The gods of Africa live all around the Atlantic perimeter. West African Yoruba religion, Brazilian Candomblé, Cuban Santería/Ocha, and Trinidadian Shango are united in their worship of ancestral monarchs, forces of nature, and personifications of human character known variously as orișa, orixás, orichas, and orishas. These gods of the Yoruba Atlantic bless their followers with health and prosperity, and, in turn, the priests give life to the gods through music, song, dance, incantation, divination, sacrifice, spirit possession and gorgeous sacred art.

The priests and practitioners of these religions also generally embrace what is beautiful and powerful in other traditions near and far, such as West African Fon religion, -Central African Kongo religion, Islam, Christianity, Judaism, Islam, Buddhism, Hinduism, and Native American traditions, as well as the secularisms of the East and the West. Through both classical and modern objects, this exhibition not only illuminates the contrasts but also highlights the ongoing dialogue among these traditions of worship and crafted epiphany.

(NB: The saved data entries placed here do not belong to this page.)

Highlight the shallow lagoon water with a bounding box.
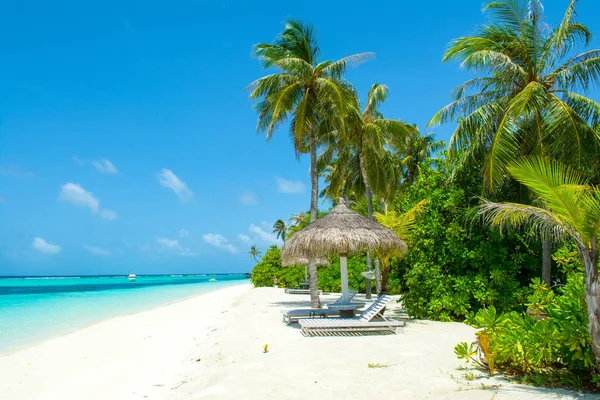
[0,274,247,354]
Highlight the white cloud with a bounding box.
[237,233,252,246]
[0,166,34,178]
[156,237,196,256]
[249,224,282,246]
[84,245,111,256]
[72,156,84,166]
[239,191,258,205]
[276,177,305,194]
[91,159,119,174]
[32,237,61,254]
[203,233,237,254]
[59,183,118,220]
[99,210,118,220]
[158,169,193,202]
[179,229,189,238]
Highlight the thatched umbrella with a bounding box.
[285,256,329,283]
[281,198,407,304]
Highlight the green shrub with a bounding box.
[250,246,383,293]
[250,246,304,288]
[318,254,377,293]
[455,274,597,389]
[390,164,539,320]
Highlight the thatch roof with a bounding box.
[283,256,329,267]
[281,198,407,266]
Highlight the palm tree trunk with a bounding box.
[542,237,552,287]
[308,134,320,308]
[358,138,374,299]
[579,238,600,364]
[374,258,382,295]
[381,263,390,295]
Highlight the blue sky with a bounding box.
[1,0,599,276]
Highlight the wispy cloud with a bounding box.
[237,233,253,246]
[179,229,189,238]
[32,237,61,254]
[59,183,118,220]
[239,191,258,205]
[0,166,35,178]
[203,233,237,254]
[91,159,119,174]
[276,177,304,194]
[84,245,111,256]
[156,237,196,256]
[72,156,85,166]
[249,224,282,246]
[158,169,193,202]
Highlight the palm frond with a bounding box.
[507,157,586,234]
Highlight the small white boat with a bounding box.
[128,274,136,281]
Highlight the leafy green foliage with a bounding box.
[390,163,539,320]
[250,246,304,288]
[317,254,376,293]
[455,275,596,388]
[430,0,600,191]
[250,246,381,293]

The “Sacred Arts of the Black Atlantic” online exhibition demonstrates the ontological ideas, the cultural history, the material conditions, and the aesthetic genius of Africa and its diaspora through photographs of the Afro-Atlantic Sacred Art Collection at Duke University, footage of ritual, videotaped interviews with priests, scholars, art dealers, and collectors, and “virtual online tours,” which tell stories about the deepest realities through the physical embodiments of black divinity.